In Gateshead. This 17-year-old on a zero-hours contract, who lives in Stanley, told me that he turned up at the Metrocentre one morning only to be told that there was no work and he should go away. He had paid his bus fare to get there, went back home and was then rung up to be asked back for two hours that afternoon. If he said that he could not do that, he would be sanctioned as one who was not trying hard enough. As was said eloquently earlier, for the Government the issue is a job at any cost. That man was getting out of bed every morning to try to work.
I met another young lad in Stanley last week. He had applied for well over 150 jobs and been on umpteen courses. The scandal about the Work programme is that the Government are lining the pockets of private sector suppliers. This lad was desperate. He said he wanted to set up his own business. I am sure that Government Members would think, “Brilliant! This great entrepreneur needs to go forward.” He went to the jobcentre to ask for assistance in getting his driving licence. They told him no, although they could send him on a course to do everything else. That is the trap for some of these young people. There is no hope for them and they feel neglected.
The issue goes further than that. The older generation look at their grandsons and granddaughters and see no hope. We needed hope in the Budget for those young people, but there was none. We need to give them hope. Labour has a commitment to get people into work. The hon. Member for Dover was disparaging about the previous Government’s attempts to do that, but it is important to get people into the ethos of work, because not having that place in the world is difficult. People can get into a cycle and give up hope.
The young people I meet in my constituency are working hard and trying. As I said, some are treated like hired help—paying out of their own pockets to get to work and being told to come back later when there might be hours. That may be the type of society that the Liberal Democrats and Conservatives want, but I do not. The next election must be about a very clear message not only about standards of living but what type of society we want to live in. Do we want to live in a society where people are on zero-hours contracts with uncertainty about whether they are going to get work, and youngsters are not going to improve their life chances as others did? The hon. Member for Macclesfield talked about a global race—well, it is. This Government have a clear policy: a global race to the bottom. This is not the high-skilled and forward-looking country that I want to live in.

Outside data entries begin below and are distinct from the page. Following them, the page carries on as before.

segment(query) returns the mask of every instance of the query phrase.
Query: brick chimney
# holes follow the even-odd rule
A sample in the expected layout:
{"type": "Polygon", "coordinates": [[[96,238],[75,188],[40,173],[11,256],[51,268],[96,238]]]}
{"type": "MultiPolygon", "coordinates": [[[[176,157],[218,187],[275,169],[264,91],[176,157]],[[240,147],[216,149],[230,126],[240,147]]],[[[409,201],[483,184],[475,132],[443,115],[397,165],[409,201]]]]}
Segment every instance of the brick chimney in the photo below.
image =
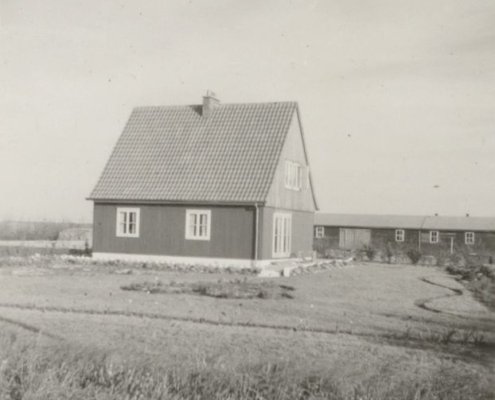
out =
{"type": "Polygon", "coordinates": [[[220,100],[217,99],[215,93],[211,90],[206,91],[206,95],[203,96],[203,111],[204,118],[208,118],[212,110],[220,104],[220,100]]]}

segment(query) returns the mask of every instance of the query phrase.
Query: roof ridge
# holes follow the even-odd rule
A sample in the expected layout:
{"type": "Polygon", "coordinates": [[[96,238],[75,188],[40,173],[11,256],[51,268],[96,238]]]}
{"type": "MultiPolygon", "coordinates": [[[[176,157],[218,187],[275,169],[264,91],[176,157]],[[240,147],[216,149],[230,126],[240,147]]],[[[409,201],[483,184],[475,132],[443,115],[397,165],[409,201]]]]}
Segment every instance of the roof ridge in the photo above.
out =
{"type": "MultiPolygon", "coordinates": [[[[233,107],[233,106],[268,106],[268,105],[293,105],[296,106],[297,101],[267,101],[267,102],[253,102],[253,103],[219,103],[217,107],[233,107]]],[[[202,107],[202,104],[150,104],[142,106],[134,106],[133,109],[145,109],[145,108],[191,108],[202,107]]]]}

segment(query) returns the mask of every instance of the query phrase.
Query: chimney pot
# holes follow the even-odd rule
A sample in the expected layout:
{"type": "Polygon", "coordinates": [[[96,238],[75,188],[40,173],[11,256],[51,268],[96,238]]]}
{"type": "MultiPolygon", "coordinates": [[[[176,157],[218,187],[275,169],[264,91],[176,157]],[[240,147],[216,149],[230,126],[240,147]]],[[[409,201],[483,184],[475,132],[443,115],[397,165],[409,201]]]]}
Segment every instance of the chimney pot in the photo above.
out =
{"type": "Polygon", "coordinates": [[[211,90],[207,90],[206,95],[203,96],[203,117],[208,118],[212,110],[219,104],[220,100],[218,100],[215,93],[213,93],[211,90]]]}

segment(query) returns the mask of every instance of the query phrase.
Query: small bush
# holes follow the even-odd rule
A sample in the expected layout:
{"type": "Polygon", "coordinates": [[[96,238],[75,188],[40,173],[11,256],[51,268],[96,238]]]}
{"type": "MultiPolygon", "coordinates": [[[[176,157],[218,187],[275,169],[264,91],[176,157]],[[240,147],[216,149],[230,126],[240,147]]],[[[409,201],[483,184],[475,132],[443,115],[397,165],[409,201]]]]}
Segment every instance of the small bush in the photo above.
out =
{"type": "Polygon", "coordinates": [[[411,260],[411,262],[416,265],[419,260],[421,259],[421,252],[419,250],[416,250],[416,249],[410,249],[407,251],[407,256],[409,257],[409,259],[411,260]]]}
{"type": "Polygon", "coordinates": [[[369,261],[373,261],[375,258],[376,250],[371,247],[371,246],[364,246],[363,247],[364,254],[366,254],[366,257],[368,258],[369,261]]]}
{"type": "Polygon", "coordinates": [[[250,282],[244,280],[218,282],[174,282],[168,284],[161,281],[132,283],[121,287],[122,290],[133,290],[164,294],[197,294],[200,296],[216,297],[219,299],[292,299],[288,293],[293,291],[292,286],[276,285],[272,282],[250,282]]]}

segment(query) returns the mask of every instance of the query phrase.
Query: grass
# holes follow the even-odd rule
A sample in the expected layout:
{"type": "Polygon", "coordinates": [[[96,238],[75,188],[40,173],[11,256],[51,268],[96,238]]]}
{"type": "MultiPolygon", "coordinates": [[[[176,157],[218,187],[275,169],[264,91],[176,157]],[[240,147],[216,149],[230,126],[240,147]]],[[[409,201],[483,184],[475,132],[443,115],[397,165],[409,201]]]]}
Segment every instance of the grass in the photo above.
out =
{"type": "Polygon", "coordinates": [[[425,276],[453,282],[437,268],[372,264],[277,280],[5,265],[0,399],[493,398],[493,314],[475,315],[469,293],[443,298],[462,303],[458,315],[417,307],[452,294],[425,276]],[[266,288],[278,295],[239,298],[266,288]]]}
{"type": "Polygon", "coordinates": [[[458,276],[475,297],[495,311],[495,266],[467,265],[447,267],[447,271],[458,276]]]}
{"type": "MultiPolygon", "coordinates": [[[[252,364],[201,360],[174,365],[142,357],[129,362],[97,348],[40,345],[1,332],[1,399],[493,398],[489,377],[476,369],[449,361],[432,365],[425,357],[414,360],[416,370],[404,359],[388,359],[362,374],[348,359],[318,369],[280,360],[252,364]]],[[[368,362],[359,360],[361,365],[368,362]]]]}
{"type": "Polygon", "coordinates": [[[219,299],[292,299],[292,286],[276,285],[266,281],[244,279],[218,280],[217,282],[137,282],[121,286],[122,290],[140,291],[149,294],[197,294],[219,299]]]}

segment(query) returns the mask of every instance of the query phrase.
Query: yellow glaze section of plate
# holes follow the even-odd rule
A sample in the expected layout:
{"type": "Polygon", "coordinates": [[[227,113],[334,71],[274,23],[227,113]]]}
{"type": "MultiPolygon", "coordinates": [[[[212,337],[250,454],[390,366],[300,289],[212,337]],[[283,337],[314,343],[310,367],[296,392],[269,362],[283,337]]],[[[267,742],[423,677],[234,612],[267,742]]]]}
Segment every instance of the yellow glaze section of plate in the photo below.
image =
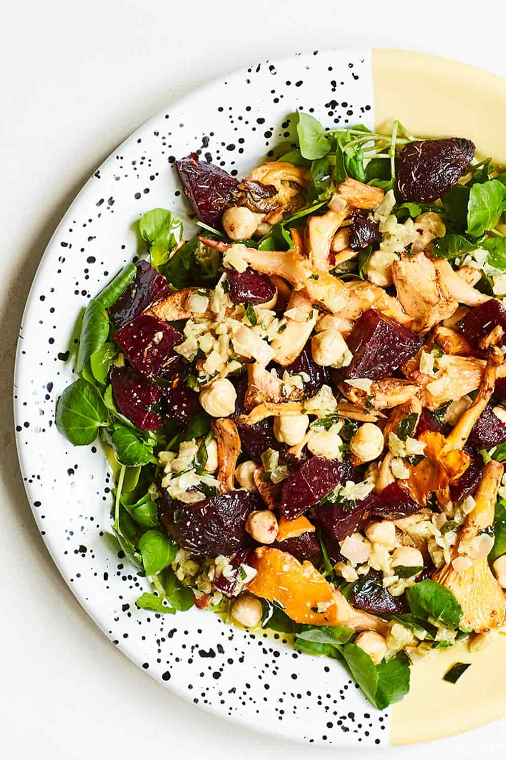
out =
{"type": "Polygon", "coordinates": [[[417,137],[465,137],[506,164],[506,78],[435,55],[372,50],[376,129],[398,119],[417,137]]]}
{"type": "MultiPolygon", "coordinates": [[[[420,137],[465,137],[479,157],[506,164],[506,79],[456,61],[373,50],[376,130],[398,119],[420,137]]],[[[413,666],[411,690],[392,711],[392,744],[427,742],[506,717],[506,635],[482,651],[464,644],[413,666]],[[472,666],[456,684],[442,680],[456,662],[472,666]]]]}

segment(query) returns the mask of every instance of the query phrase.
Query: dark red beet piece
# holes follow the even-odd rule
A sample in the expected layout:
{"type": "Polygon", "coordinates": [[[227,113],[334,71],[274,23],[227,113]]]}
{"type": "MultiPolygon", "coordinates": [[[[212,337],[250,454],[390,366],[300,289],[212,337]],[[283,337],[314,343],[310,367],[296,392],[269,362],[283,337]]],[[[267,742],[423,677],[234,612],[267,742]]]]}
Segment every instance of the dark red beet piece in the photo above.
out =
{"type": "Polygon", "coordinates": [[[313,565],[319,565],[322,559],[322,549],[315,531],[303,533],[294,538],[285,538],[284,541],[275,541],[274,549],[288,552],[300,562],[307,560],[313,565]]]}
{"type": "Polygon", "coordinates": [[[310,346],[306,344],[299,356],[291,364],[283,367],[291,375],[297,375],[299,372],[306,372],[309,375],[310,379],[304,383],[304,394],[306,396],[314,396],[318,393],[322,385],[328,384],[330,375],[328,367],[320,367],[313,360],[311,355],[310,346]]]}
{"type": "Polygon", "coordinates": [[[416,428],[415,437],[425,432],[426,430],[430,430],[432,432],[441,432],[442,426],[442,423],[438,422],[432,413],[424,407],[418,420],[418,427],[416,428]]]}
{"type": "Polygon", "coordinates": [[[494,388],[494,395],[498,401],[506,401],[506,378],[498,378],[494,388]]]}
{"type": "Polygon", "coordinates": [[[363,248],[367,248],[368,245],[372,245],[382,239],[377,222],[368,219],[367,217],[363,217],[360,214],[354,214],[348,230],[348,248],[352,251],[360,251],[363,248]]]}
{"type": "Polygon", "coordinates": [[[311,457],[297,472],[283,481],[280,511],[283,517],[294,520],[330,493],[336,486],[355,478],[355,471],[347,462],[311,457]]]}
{"type": "MultiPolygon", "coordinates": [[[[162,499],[164,499],[164,489],[162,499]]],[[[263,502],[247,491],[231,491],[194,504],[168,499],[162,522],[174,541],[197,556],[228,556],[250,541],[244,530],[248,515],[262,509],[263,502]]]]}
{"type": "Polygon", "coordinates": [[[354,357],[342,376],[349,380],[381,380],[390,377],[414,356],[423,338],[377,309],[368,309],[348,335],[347,343],[354,357]]]}
{"type": "Polygon", "coordinates": [[[161,386],[160,390],[167,401],[170,417],[187,425],[200,411],[198,393],[184,381],[174,380],[171,385],[161,386]]]}
{"type": "Polygon", "coordinates": [[[150,407],[160,401],[160,389],[134,367],[111,368],[111,385],[121,414],[141,430],[156,430],[162,420],[150,407]]]}
{"type": "Polygon", "coordinates": [[[316,507],[316,517],[325,530],[336,541],[344,540],[347,536],[361,530],[369,521],[371,506],[376,501],[376,494],[357,502],[354,509],[343,509],[338,504],[322,504],[316,507]]]}
{"type": "MultiPolygon", "coordinates": [[[[371,494],[372,496],[372,494],[371,494]]],[[[388,520],[398,520],[414,515],[421,507],[396,483],[384,488],[381,493],[374,494],[370,504],[371,513],[388,520]]]]}
{"type": "Polygon", "coordinates": [[[225,578],[225,575],[220,575],[215,581],[213,581],[212,586],[215,591],[221,591],[225,597],[234,596],[235,587],[237,581],[240,580],[239,578],[239,568],[241,565],[250,565],[253,556],[253,552],[251,549],[241,549],[240,552],[237,552],[230,561],[233,571],[228,574],[228,577],[225,578]]]}
{"type": "Polygon", "coordinates": [[[117,328],[122,328],[169,291],[168,283],[163,274],[157,272],[149,261],[139,261],[135,277],[115,303],[108,309],[109,317],[117,328]]]}
{"type": "Polygon", "coordinates": [[[199,219],[215,226],[239,181],[219,166],[200,161],[196,153],[176,161],[176,169],[183,191],[199,219]]]}
{"type": "Polygon", "coordinates": [[[174,356],[174,347],[183,340],[181,334],[167,322],[146,314],[117,330],[112,337],[136,369],[143,375],[160,377],[174,356]]]}
{"type": "Polygon", "coordinates": [[[476,448],[491,448],[506,441],[506,425],[501,423],[492,407],[486,407],[476,420],[469,436],[469,442],[476,448]]]}
{"type": "Polygon", "coordinates": [[[506,346],[506,309],[496,298],[476,306],[464,317],[460,328],[470,343],[479,348],[479,343],[491,330],[500,325],[504,331],[499,346],[506,346]]]}
{"type": "Polygon", "coordinates": [[[456,185],[474,156],[474,144],[464,138],[422,140],[401,151],[398,187],[403,201],[430,203],[456,185]]]}
{"type": "Polygon", "coordinates": [[[274,298],[276,289],[266,274],[256,272],[251,267],[244,272],[237,272],[235,269],[227,269],[226,272],[232,303],[247,304],[249,302],[256,306],[274,298]]]}
{"type": "Polygon", "coordinates": [[[352,592],[352,601],[356,607],[376,615],[400,615],[407,612],[405,594],[393,597],[383,588],[383,576],[378,570],[369,570],[363,580],[358,581],[352,592]]]}
{"type": "Polygon", "coordinates": [[[471,446],[467,442],[464,447],[464,450],[469,454],[471,461],[457,483],[450,486],[450,496],[454,502],[460,502],[466,496],[472,496],[476,492],[485,467],[481,454],[474,446],[471,446]]]}

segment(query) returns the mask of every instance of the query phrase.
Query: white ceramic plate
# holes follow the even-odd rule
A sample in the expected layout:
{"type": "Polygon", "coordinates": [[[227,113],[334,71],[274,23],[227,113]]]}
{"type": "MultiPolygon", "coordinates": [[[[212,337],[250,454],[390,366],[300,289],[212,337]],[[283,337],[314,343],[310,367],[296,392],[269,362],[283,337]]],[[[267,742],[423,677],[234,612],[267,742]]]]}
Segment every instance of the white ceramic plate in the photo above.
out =
{"type": "MultiPolygon", "coordinates": [[[[21,470],[41,534],[79,602],[115,644],[220,716],[300,740],[376,746],[388,742],[391,711],[369,705],[338,663],[300,655],[278,635],[250,635],[196,609],[165,616],[138,610],[135,599],[148,584],[111,534],[103,452],[98,444],[74,448],[53,423],[56,401],[75,378],[69,347],[75,349],[80,311],[145,252],[136,221],[156,207],[186,220],[174,159],[201,149],[245,175],[287,137],[284,119],[297,109],[328,125],[373,127],[371,59],[364,50],[266,62],[192,93],[128,138],[82,189],[44,255],[23,320],[14,404],[21,470]]],[[[387,116],[404,120],[397,112],[387,116]]]]}

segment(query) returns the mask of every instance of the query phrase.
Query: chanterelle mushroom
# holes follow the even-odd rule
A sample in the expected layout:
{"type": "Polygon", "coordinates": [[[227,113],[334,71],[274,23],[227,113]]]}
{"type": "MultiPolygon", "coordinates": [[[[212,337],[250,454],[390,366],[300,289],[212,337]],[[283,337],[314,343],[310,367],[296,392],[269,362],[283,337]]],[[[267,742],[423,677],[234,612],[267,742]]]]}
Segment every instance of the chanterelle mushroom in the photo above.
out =
{"type": "Polygon", "coordinates": [[[492,548],[486,533],[493,520],[503,466],[492,460],[485,467],[475,496],[474,508],[466,518],[454,546],[451,561],[434,575],[460,603],[460,627],[476,632],[501,625],[506,599],[487,560],[492,548]]]}
{"type": "Polygon", "coordinates": [[[458,301],[450,295],[439,271],[424,253],[411,258],[403,254],[392,264],[391,273],[397,297],[413,317],[411,326],[416,332],[429,332],[458,308],[458,301]]]}

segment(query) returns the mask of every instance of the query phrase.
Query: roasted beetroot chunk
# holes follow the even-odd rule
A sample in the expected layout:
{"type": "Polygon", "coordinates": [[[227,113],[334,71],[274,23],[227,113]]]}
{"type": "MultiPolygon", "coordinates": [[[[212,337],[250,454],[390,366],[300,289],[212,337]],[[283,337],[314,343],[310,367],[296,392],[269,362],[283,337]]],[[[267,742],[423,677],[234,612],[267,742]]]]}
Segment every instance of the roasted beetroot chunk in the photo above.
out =
{"type": "Polygon", "coordinates": [[[232,303],[249,302],[256,306],[274,298],[276,289],[266,274],[256,272],[251,267],[244,272],[235,269],[227,269],[226,272],[232,303]]]}
{"type": "Polygon", "coordinates": [[[111,368],[111,385],[116,406],[121,414],[141,430],[156,430],[162,426],[159,415],[151,407],[160,401],[160,389],[134,367],[111,368]]]}
{"type": "Polygon", "coordinates": [[[481,454],[474,446],[470,445],[469,442],[464,447],[464,450],[469,454],[471,461],[457,483],[450,486],[450,496],[454,502],[460,502],[466,496],[472,496],[476,492],[485,467],[481,454]]]}
{"type": "Polygon", "coordinates": [[[335,462],[325,457],[311,457],[297,472],[283,481],[279,509],[288,520],[303,512],[346,480],[356,480],[347,462],[335,462]]]}
{"type": "Polygon", "coordinates": [[[205,499],[194,504],[165,497],[162,489],[164,508],[162,522],[167,533],[187,552],[197,556],[228,556],[244,549],[250,541],[244,530],[248,515],[262,509],[263,502],[256,494],[247,491],[232,491],[205,499]]]}
{"type": "Polygon", "coordinates": [[[381,380],[390,377],[414,356],[423,338],[377,309],[368,309],[348,335],[347,343],[354,357],[344,370],[343,378],[381,380]]]}
{"type": "Polygon", "coordinates": [[[174,380],[171,385],[162,386],[160,390],[167,401],[169,417],[175,417],[187,425],[200,411],[198,393],[188,388],[182,380],[174,380]]]}
{"type": "Polygon", "coordinates": [[[325,530],[336,541],[344,540],[347,536],[361,530],[369,522],[371,505],[376,494],[357,502],[354,509],[343,509],[338,504],[322,504],[316,508],[316,517],[325,530]]]}
{"type": "Polygon", "coordinates": [[[409,143],[399,155],[398,187],[403,201],[430,203],[456,185],[474,156],[464,138],[409,143]]]}
{"type": "Polygon", "coordinates": [[[253,556],[252,549],[241,549],[237,552],[230,561],[232,571],[227,574],[227,578],[222,575],[219,578],[213,581],[212,586],[216,591],[221,591],[225,597],[232,597],[237,581],[240,580],[239,577],[239,568],[241,565],[251,565],[251,559],[253,556]]]}
{"type": "Polygon", "coordinates": [[[426,430],[430,430],[433,432],[441,432],[442,426],[442,424],[434,416],[432,413],[424,407],[418,420],[418,427],[416,428],[415,436],[420,435],[426,430]]]}
{"type": "Polygon", "coordinates": [[[471,430],[470,444],[476,448],[491,448],[504,441],[506,425],[494,413],[492,407],[486,407],[471,430]]]}
{"type": "Polygon", "coordinates": [[[281,552],[288,552],[300,562],[307,560],[313,565],[319,565],[322,559],[319,541],[314,531],[303,533],[292,538],[285,538],[284,541],[275,541],[272,546],[281,552]]]}
{"type": "Polygon", "coordinates": [[[410,497],[397,483],[391,483],[381,493],[375,494],[370,502],[370,510],[377,517],[387,520],[398,520],[414,515],[420,509],[420,504],[410,497]]]}
{"type": "Polygon", "coordinates": [[[117,330],[113,338],[140,372],[162,377],[174,359],[174,347],[183,336],[161,319],[141,314],[117,330]]]}
{"type": "Polygon", "coordinates": [[[496,298],[476,306],[468,312],[460,322],[460,330],[475,348],[491,330],[500,325],[504,331],[499,346],[506,346],[506,309],[496,298]]]}
{"type": "Polygon", "coordinates": [[[239,182],[219,166],[200,161],[192,153],[176,169],[185,195],[199,219],[214,227],[222,218],[239,182]]]}
{"type": "Polygon", "coordinates": [[[352,251],[360,251],[363,248],[367,248],[368,245],[372,245],[382,239],[379,225],[360,214],[354,215],[348,230],[350,236],[348,248],[352,251]]]}
{"type": "Polygon", "coordinates": [[[322,385],[330,382],[328,367],[321,367],[313,359],[311,355],[311,347],[310,344],[304,346],[299,356],[291,364],[283,367],[291,375],[298,375],[300,372],[305,372],[309,376],[309,380],[304,383],[304,394],[306,396],[314,396],[318,393],[322,385]]]}
{"type": "Polygon", "coordinates": [[[109,317],[117,328],[122,328],[155,301],[166,296],[169,290],[163,274],[157,272],[149,261],[139,261],[135,277],[108,309],[109,317]]]}
{"type": "Polygon", "coordinates": [[[383,588],[382,575],[377,570],[369,570],[363,580],[356,583],[351,600],[356,607],[376,615],[400,615],[408,610],[405,594],[393,597],[383,588]]]}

As my hon. Friend Julie Hilling said, if we are the sixth richest country in the world, it is a scandal that people who are not sat idle but going out to work are reliant on charity to live and put food on the table for their children. That makes me very angry. This is not the society I want to live in. The Budget does nothing for those people. In areas such as the north-east—Jim Shannon mentioned Northern Ireland—there needs to be a clear plan for getting those regions working again: a new deal that has real investment behind it as regards infrastructure and making sure that young people have the opportunities they need.
Next May, I will make sure that I always remind people of one thing: that not a single one of this coalition Government’s horrendous, horrible policies, with the torture they have inflicted on many thousands of our citizens, as we expect from Tories, could have been introduced without individuals such as the hon. Member for Redcar and other Liberal Democrats who have voted for them all.